As mentioned in earlier posts we have a large continuos house floor in the middle of the area, it is surrounded by a massive turf wall in the south, likely to be the outer wall, and small dividing walls have been detected inside the house-structure. It seems like we have a large room in the centre, a smaller room in the northwest, and possibly a corridor or walkway leading to a room in the northeast, most of which is still unexposed under the ground beyond our trench.


Nunalleq in the morning of the last day of the week

Under the large house floor we found boards, more and more boards. In the centre of the house is a massive boardwalk, or maybe floorboards, and smaller walkways leading away from it.


Floorboards and walkways, the large wall and the drainage to the left upper corner of the picture.

In the south we have a drainage feature, possibly outside the house.
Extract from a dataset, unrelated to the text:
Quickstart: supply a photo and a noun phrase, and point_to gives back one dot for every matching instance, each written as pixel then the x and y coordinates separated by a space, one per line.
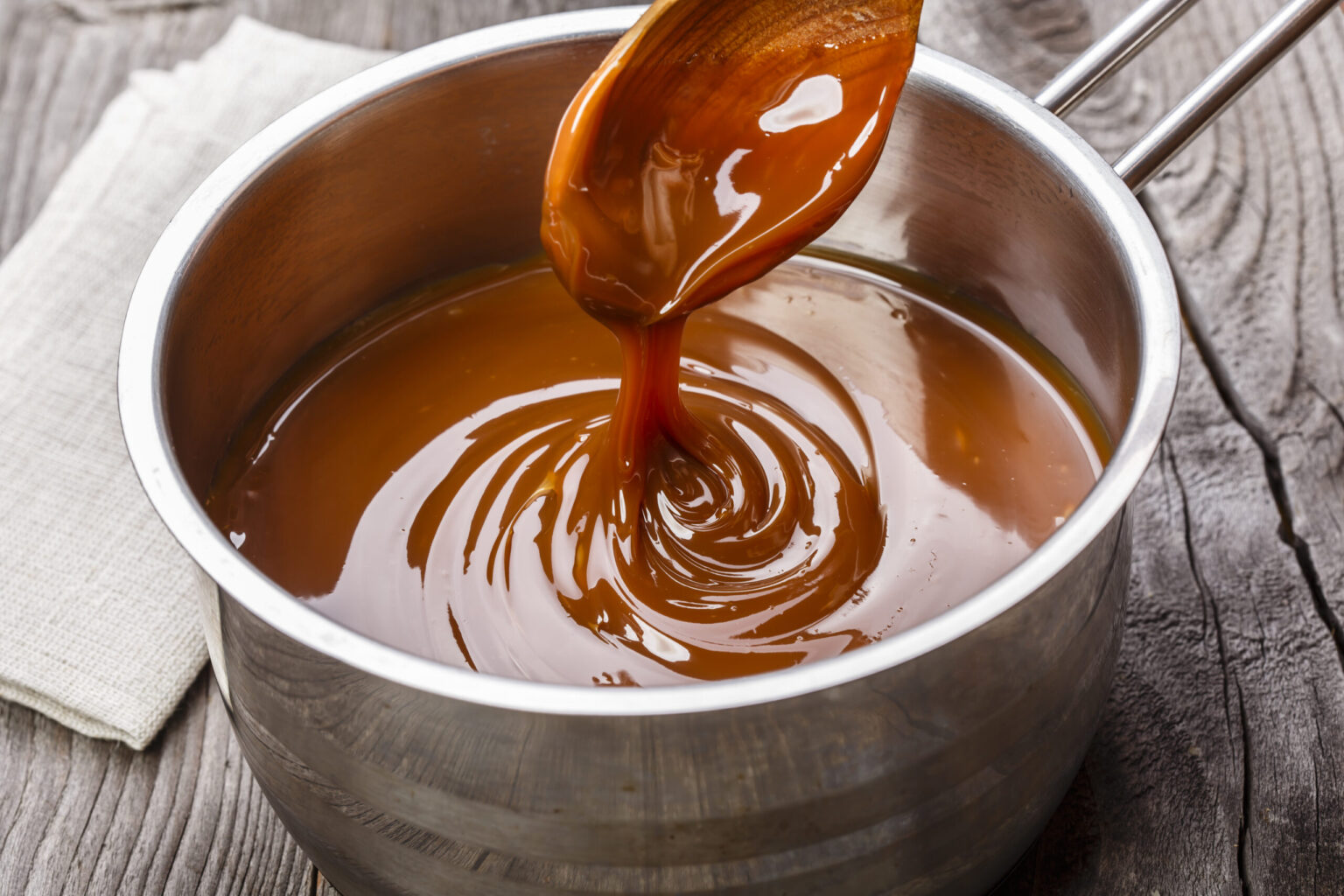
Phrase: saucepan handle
pixel 1146 158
As we have been digging through the house floor(s) many artefacts have come to light, and our knowledge of past life at Nunalleq is increased by every one.


Excavating a large pot

Despite the change in architecture, we have many finds that shows the continuity from generation to generation of Nunalleq dwellers. One example is the seal symbol, which reoccurs as an ownership mark throughout different Nunalleq occupations.

On Monday we will start by planning, and then removing, the floorboards, and we are all very excited to see what that will reveal.


But all is not work at Nunalleq… At the end of the day we went down the sea where Mike cooked salmon over open fire, Jonathan played the flute, and we all enjoyed the perfect ending to a very successful first week of digging.